Concerning the SOH of the components, we will age the ESU and the FC together. We will consider two states, as the aging is considered linear over time—the BoL (Beginning of Life) and the EoL (End of Life). For the battery, the aging is simple; the internal resistance is increased up to twice the BOL value at the EOL. The capacity is reduced by 20% at the EOL to reach 80% of the BOL capacity. The FC is more complex; the polar curve is updated and so is the efficiency, but the auxiliary consumption cannot be shared for confidentiality reasons. As the components age linearly, the BOL and EOL will have the same occurrence probability of 50% each.

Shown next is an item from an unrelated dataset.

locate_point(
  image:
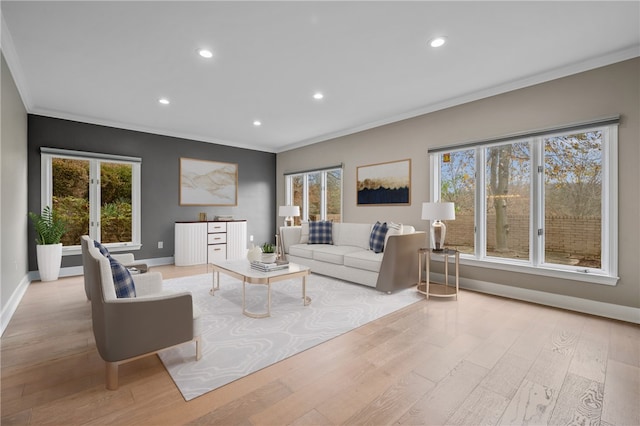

The last two factors in the scenario are related to the initialization of the simulation. These factors account for the fact that, prior to the current mission, any number of situations could have occurred. The first factor is the initial state of energy at the beginning of the mission. Although the EPMS is designed to regulate the state of energy close to the nominal value (84%), modeling a normal distribution centered at 84% would result in a probability that is too high, of nearly 90%, which is the maximum allowed energy. Moreover, the likelihood of ending a mission with an undercharged battery is higher than of ending it with an overcharged one. Therefore, the mean value was set at 82%. A standard deviation of 5% was chosen to reflect the variability in the final charge level after each mission. Finally, the normal distribution is truncated to remain within the operational range of the battery, which is between 30% and 90%. The corresponding probability density function is shown in 
Figure 10.
The last parameter is the initialization of the energy management law. As the law averages the power demand on the former moments, the past may have an impact on the way of working of the EPMS, mainly during the first minutes. As the missions are not predictable, the initialization follows a uniform law between the minimal possible power and maximum possible power.
Finally, the 30 scenarios defined are represented in 
Figure 11. We can see that the points seem spread over each dimension, but the small number of points leaves huge empty areas.
In 
Figure 11, the first subgraph (row 1, column 1) shows the train load and temperature across 30 scenarios. Despite the limited number of data points, we can observe a good distribution across both scenario conditions. In the 13th subgraph (row 4, column 1), the scenario conditions are illustrated across three missions with their corresponding initial state of charge (SOC). Since the first mission is more likely to occur, we ensure the broader coverage of initial SOC values for this mission. In contrast, missions 2 and 3 focus more specifically on the most probable initial SOC values.